Не потрудившись одеться, она сбежала по лестнице к столу, где только что копался взломщик, нашла адресную книгу Артура и набрала номер Бакстера Троубриджа.


Квартира Троубриджа была старинной и огромной. Недостаток стиля происходил от его избытка, так как мебель многих домов и многих поколений была поставлена здесь так плотно, что трудно было найти, где сесть. Портреты, предположительно фамильные, заполняли стены от пола до потолка, на креслах громоздились стопки книг, на полу пылилось огромное количество ваз старинного фарфора. Повсюду, куда ни глянь, были памятки прошлого Троубриджа, покрытые более или менее толстым слоем пыли.

Сам Троубридж, хотя было всего десять утра, был одет в сливового цвета бархатный смокинг и тщательно отутюженные серые фланелевые брюки, и обут в бархатные туфли с фамильным вензелем, вышитым золотом. До того, как войти, Алекса насчитала по меньшей мере десяток кошек, и судя по запаху, подстилки за ними никто не убирал.

— Извините, что позвонила среди ночи, — сказала она.
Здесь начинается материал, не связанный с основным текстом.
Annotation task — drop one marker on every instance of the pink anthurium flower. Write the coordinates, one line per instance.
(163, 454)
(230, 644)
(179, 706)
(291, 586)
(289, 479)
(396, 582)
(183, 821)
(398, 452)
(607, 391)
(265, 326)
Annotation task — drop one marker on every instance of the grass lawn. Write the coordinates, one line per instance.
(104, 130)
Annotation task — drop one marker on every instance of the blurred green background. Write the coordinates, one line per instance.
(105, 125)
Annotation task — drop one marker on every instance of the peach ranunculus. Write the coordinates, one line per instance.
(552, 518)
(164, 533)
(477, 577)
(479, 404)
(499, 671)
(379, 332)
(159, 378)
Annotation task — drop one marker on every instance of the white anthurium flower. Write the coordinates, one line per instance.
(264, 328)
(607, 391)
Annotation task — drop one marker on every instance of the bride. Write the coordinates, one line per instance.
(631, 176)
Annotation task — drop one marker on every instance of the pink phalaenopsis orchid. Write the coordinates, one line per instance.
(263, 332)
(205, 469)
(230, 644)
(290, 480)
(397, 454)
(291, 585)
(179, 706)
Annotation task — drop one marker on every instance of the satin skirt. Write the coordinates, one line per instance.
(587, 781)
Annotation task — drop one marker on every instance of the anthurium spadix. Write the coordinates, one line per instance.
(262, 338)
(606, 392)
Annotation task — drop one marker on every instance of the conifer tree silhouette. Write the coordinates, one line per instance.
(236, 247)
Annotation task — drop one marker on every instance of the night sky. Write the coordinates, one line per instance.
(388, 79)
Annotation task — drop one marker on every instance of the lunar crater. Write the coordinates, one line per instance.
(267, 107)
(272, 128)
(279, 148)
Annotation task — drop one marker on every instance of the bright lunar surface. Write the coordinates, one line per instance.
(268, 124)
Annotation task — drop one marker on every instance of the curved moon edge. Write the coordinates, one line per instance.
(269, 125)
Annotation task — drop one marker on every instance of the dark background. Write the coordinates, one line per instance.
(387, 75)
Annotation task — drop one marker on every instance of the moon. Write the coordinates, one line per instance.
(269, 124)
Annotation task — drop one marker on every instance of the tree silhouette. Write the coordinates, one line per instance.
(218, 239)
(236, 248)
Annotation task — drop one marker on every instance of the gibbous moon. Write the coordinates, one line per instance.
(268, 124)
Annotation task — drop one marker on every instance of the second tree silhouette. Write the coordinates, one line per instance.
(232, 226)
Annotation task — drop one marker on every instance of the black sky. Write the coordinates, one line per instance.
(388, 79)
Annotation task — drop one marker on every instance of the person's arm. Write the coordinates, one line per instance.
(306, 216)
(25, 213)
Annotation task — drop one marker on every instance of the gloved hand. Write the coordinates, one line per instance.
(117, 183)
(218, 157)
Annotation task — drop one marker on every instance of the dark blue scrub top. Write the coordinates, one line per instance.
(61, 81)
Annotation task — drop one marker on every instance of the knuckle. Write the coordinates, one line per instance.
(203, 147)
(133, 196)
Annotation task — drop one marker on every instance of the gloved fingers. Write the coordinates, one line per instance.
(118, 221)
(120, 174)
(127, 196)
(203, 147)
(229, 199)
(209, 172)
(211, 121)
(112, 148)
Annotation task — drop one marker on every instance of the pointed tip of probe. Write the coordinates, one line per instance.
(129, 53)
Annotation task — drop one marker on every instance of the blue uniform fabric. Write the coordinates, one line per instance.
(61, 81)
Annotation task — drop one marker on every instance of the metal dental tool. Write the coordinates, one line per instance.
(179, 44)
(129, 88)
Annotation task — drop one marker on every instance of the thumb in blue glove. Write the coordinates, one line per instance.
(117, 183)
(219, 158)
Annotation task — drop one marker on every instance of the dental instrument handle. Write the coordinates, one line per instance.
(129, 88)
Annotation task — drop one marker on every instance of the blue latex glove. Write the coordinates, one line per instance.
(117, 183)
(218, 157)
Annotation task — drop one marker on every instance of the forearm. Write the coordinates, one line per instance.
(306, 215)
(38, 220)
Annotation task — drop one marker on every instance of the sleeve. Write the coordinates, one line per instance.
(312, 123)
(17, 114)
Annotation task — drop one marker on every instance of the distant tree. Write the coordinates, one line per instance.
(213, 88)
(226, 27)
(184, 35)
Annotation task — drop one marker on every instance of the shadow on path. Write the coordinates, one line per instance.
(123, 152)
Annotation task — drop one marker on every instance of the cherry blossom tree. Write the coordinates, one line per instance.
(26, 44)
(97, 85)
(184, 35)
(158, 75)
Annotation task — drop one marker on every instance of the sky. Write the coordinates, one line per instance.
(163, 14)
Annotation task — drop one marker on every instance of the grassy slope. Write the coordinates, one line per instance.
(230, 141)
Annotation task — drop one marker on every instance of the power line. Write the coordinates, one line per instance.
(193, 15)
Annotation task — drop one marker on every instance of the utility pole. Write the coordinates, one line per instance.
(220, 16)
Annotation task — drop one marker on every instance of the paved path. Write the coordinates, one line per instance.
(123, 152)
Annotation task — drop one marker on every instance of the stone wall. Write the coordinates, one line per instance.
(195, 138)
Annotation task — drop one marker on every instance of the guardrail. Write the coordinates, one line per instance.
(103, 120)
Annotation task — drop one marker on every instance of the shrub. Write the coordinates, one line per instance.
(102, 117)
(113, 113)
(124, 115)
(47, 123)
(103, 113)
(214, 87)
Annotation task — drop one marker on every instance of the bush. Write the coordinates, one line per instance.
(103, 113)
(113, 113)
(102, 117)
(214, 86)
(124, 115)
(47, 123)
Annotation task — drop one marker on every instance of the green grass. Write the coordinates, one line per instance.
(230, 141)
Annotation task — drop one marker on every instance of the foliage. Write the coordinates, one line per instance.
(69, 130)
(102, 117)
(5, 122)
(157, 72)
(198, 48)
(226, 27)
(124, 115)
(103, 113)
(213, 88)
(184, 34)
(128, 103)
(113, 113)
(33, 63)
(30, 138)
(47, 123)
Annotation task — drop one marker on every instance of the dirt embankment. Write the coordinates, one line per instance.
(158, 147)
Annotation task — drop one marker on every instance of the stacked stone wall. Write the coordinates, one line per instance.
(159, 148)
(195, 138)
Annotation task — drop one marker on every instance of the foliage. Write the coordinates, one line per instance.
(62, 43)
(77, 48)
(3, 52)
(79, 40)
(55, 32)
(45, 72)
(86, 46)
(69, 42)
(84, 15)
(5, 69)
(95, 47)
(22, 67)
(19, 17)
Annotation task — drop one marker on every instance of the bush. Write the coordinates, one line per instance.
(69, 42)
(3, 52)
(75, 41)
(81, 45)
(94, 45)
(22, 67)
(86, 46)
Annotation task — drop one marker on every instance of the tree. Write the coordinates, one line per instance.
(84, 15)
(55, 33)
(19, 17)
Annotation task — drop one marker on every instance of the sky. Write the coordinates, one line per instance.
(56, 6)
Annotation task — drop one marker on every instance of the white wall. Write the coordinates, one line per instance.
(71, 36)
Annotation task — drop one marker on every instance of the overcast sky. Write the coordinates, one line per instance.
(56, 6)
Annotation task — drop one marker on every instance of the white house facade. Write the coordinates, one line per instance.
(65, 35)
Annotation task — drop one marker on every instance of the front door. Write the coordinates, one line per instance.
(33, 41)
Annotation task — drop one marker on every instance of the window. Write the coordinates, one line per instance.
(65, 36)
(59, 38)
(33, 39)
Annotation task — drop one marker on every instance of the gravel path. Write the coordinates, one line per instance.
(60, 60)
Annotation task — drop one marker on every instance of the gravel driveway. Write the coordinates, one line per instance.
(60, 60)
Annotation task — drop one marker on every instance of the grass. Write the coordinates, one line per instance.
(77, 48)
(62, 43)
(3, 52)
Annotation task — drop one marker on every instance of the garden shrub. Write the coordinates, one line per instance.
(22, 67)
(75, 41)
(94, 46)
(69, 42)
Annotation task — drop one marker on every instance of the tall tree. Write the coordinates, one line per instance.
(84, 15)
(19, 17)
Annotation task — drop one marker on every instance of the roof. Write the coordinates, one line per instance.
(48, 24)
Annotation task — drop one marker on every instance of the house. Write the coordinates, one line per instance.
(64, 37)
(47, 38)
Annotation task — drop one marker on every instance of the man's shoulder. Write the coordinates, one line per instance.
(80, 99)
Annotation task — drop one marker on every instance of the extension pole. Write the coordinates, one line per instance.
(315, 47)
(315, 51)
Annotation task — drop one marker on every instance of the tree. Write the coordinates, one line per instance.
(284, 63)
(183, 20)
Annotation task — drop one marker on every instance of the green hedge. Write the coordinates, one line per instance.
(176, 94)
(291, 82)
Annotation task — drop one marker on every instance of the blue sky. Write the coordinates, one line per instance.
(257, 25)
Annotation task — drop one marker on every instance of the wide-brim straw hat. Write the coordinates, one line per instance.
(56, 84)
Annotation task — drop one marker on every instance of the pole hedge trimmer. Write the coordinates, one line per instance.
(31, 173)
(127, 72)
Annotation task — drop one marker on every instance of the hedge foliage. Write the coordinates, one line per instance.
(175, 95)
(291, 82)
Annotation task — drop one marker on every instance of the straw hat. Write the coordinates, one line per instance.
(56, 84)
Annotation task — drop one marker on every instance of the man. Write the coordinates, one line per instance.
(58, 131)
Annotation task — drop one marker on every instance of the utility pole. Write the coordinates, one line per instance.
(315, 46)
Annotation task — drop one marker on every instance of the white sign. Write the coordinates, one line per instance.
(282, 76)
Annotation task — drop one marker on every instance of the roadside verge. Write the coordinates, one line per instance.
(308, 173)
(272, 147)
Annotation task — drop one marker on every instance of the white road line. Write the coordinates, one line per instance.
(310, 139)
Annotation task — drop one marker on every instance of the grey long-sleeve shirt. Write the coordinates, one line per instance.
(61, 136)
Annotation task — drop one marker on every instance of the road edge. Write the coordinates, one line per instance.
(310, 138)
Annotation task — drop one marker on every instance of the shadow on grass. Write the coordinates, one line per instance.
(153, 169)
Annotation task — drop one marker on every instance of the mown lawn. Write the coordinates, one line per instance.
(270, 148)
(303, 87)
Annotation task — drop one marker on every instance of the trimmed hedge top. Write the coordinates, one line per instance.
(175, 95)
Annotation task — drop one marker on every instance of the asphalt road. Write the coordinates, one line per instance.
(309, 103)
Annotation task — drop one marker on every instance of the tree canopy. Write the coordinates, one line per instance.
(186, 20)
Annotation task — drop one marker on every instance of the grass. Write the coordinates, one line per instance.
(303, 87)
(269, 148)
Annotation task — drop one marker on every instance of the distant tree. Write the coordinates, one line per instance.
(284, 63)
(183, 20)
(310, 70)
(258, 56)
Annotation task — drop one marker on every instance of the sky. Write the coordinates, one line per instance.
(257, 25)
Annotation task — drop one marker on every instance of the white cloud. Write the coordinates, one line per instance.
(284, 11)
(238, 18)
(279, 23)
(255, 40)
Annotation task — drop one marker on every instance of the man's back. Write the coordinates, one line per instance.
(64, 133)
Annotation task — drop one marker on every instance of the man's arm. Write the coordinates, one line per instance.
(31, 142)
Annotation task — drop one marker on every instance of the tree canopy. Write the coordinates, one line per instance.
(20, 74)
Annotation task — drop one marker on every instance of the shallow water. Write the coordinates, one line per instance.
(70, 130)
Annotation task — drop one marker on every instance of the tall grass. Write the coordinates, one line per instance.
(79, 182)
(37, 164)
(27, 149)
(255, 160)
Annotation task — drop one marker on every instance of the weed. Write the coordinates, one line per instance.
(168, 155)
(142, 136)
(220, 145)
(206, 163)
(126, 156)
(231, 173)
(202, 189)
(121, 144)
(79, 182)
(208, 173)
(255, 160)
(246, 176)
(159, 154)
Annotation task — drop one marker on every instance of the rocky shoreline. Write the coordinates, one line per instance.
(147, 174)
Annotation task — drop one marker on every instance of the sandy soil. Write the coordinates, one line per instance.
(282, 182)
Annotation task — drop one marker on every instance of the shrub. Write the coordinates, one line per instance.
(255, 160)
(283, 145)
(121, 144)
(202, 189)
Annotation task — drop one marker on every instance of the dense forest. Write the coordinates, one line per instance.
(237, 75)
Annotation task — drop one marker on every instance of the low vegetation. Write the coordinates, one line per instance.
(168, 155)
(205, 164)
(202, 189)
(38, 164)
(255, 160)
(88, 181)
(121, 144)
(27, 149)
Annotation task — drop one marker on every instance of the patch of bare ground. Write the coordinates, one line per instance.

— Я мало сплю, так что все в порядке. К счастью, вы не разбудили отца.

— Отца? — На мгновенье она было подумала, не вдет ли речь об одном из котов.

— Он спит лучше меня, — мрачно продолжал Троубридж. — И ест как конь. Но как только он просыпается, то хочет поговорить, и тут уж никому не до сна.

— Сколько же ему лет?

— Девяносто восемь. К счастью, сейчас он спит. Такая красивая женщина, как вы, пробудила бы в нем все худшее.

— Вы за ним присматриваете?

— Отец не доставляет особых хлопот. В основном он сам может заботиться о себе. Кроме того, его… хм… fiancee[42], — Троубридж произнес это слово с глубоким французским прононсом, — тоже живет здесь. Они переехали ко мне, после того, как отец лишился своего дома при последнем разводе.

Алекса уставилась на Троубриджа, гадая, не издевается ли он над ней, и решила, что нет.

— А ей сколько лет?

— Бог ее знает. Я в таких делах не судья. Лет пятьдесят, наверное. — Троубридж наклонился к ней с унылым выражением, его глаза подозрительно заблестели. — Они до сих пор этим занимаются.

— Чем?

— Любовью. — Он, казалось, сейчас заплачет. — У меня этого уже годами не было, а старый козел до сих пор способен, хоть каждый день. — Он положил руку ей на колено. — Иногда я их слышу.

Она отодвинулась. Проблемы Троубриджа ее не касались, так же, как его потребности.

— Мистер Троубридж, — твердо сказала она. — Артур написал мне письмо перед смертью.

— Артур?

— Артур Баннермэн. Мой муж. Мой покойный муж, — поправилась она.

— Ах да. На вас необычайно красивое платье.

— Он велел мне прийти к вам, если у меня возникнут неприятности из-за Роберта.

Троубридж вздохнул.

— Роберт. Знаете, я люблю этого мальчика. Всегда любил.

— Я уверена в этом.

— Если уж быть с вами откровенным, я предостерегал Артура. Я говорил ему, что в его возрасте нельзя жениться на молодой женщине! Но по правде, между нами говоря, я просто ему завидовал. Хотел бы я, чтобы со мной произошло то же самое. Я также предупреждал его, что от Роберта нужно ждать беды, но об этом бы каждый дурак догадался.

— Мистер Троубридж, что именно Артур велел мне передать?

Троубридж смотрел в пространство — одинокий жалкий человек в окружении кошек.

— В мальчике много хорошего, — произнес он. — У меня самого никогда не было детей.

— Мне очень жаль.

— Нет-нет, не стоит. Вспомните бедного Артура. Нельзя сказать, чтоб дети сделали его счастливым.

— Ну, в этом я не уверена. Что я должна узнать?

Троубридж пожал плечами.

— Будь я проклят, если это мне известно. Он мне не сказал.

— Он не сказал вам?

— Нет. Он дал мне что-то для вас, вот и все. «Чтоб использовать по усмотрению», сказал он. Куда же я, черт побери, это девал?

Троубридж принялся рыться, разбрасывая по мере продвижения стопки бумаг, кошек, книги и папки, что-то бормоча про себя в клубах пыли. Из глубины квартиры до Алексы донеслось какое-то кудахтанье, резкий скрипучий смех, сопровождаемый хриплыми женскими стонами. Неужели отец Троубриджа и его невеста «занимаются этим», спросила она себя.